I don't know what EA has done recently, but after telling us for a couple of years that the single-player aspect of its games wasn't important, pretty much every EA multiplayer release this year -
Fifa 17,
Battlefield 1 and now Titanfall 2 - has delivered a campaign that's thoughtful and interesting. Thing is, Titanfall 2's is the best of the bunch: a campaign that has the shooting and pace of the better Call of Duty titles, while also having the ideas and imagination to bring to mind Valve's Portal 2.
This is helped somewhat by the fact that Respawn Entertainment was set up by people leaving Infinity Ward after the dual successes of Modern Warfare 1 and 2, and the crackling pace from those games is still evident here in addition to a couple of familiar moments: The campaign starts with an obstacle course, with your speed through it determining the difficulty you'll be asked to play it on.
The shooting starts and remains excellent, with enemies taking just the right amount of punishment to die, and the game encouraging you to switch weapons regularly - ammunition is sparse but a variety of weaponry is common.

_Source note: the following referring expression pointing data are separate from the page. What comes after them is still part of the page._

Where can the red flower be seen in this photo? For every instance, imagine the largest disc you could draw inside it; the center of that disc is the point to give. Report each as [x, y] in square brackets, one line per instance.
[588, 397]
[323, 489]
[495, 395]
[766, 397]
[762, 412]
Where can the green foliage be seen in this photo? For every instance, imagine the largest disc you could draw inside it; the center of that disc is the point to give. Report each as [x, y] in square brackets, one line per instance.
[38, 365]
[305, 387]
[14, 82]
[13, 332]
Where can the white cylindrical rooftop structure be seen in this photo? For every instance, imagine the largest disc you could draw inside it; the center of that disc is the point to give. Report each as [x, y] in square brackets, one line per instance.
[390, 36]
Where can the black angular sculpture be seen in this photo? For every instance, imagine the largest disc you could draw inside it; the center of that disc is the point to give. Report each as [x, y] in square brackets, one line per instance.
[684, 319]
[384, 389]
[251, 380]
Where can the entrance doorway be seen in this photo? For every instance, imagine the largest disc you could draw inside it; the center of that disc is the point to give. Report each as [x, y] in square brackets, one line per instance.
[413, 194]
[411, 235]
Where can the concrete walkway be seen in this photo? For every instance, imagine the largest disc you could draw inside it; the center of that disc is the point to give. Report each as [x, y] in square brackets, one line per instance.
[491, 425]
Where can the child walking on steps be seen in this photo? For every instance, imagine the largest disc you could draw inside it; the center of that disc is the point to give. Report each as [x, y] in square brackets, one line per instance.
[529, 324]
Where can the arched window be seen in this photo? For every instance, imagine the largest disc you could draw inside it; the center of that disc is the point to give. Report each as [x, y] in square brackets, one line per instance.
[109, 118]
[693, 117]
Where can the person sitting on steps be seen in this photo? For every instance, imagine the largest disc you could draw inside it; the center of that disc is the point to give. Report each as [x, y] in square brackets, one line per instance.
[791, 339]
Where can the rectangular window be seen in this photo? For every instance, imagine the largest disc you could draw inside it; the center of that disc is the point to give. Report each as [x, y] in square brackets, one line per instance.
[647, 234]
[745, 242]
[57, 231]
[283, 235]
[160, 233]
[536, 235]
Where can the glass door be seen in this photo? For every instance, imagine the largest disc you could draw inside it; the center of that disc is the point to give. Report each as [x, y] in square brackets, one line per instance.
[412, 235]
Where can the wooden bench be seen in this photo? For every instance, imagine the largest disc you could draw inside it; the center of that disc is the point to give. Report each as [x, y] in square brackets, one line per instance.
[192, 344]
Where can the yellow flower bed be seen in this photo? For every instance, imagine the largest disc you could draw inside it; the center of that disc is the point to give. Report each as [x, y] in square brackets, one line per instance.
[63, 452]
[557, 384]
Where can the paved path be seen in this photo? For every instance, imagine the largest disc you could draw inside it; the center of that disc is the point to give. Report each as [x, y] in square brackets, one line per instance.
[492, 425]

To aid this, each time you pick up a weapon or equip it, you're given a single sentence description: 'Adhesive grenade launcher'; 'Full auto, but with a punch'; 'semi-automatic precision pistol'; it usually does a solid job of telling you exactly what the gun is going to do at a glance, which means you can focus on putting rounds into people as you wall-run around the map.
Inside the Titan, too, the combat is fresh and interesting. In the single-player campaign you can near-instantly switch between different loadouts and abilities on the fly, with a quick tap of F1 being all you have to do to switch things up, and it's easy to do in the middle of combat.
The story is well written, if generic. A lot of the chatter between BT (your Titan) and Cooper brought a wry smirk to my face, as did the fact you can choose the dialogue yourself, tapping X or V as you dash about the place, bantering back and forth.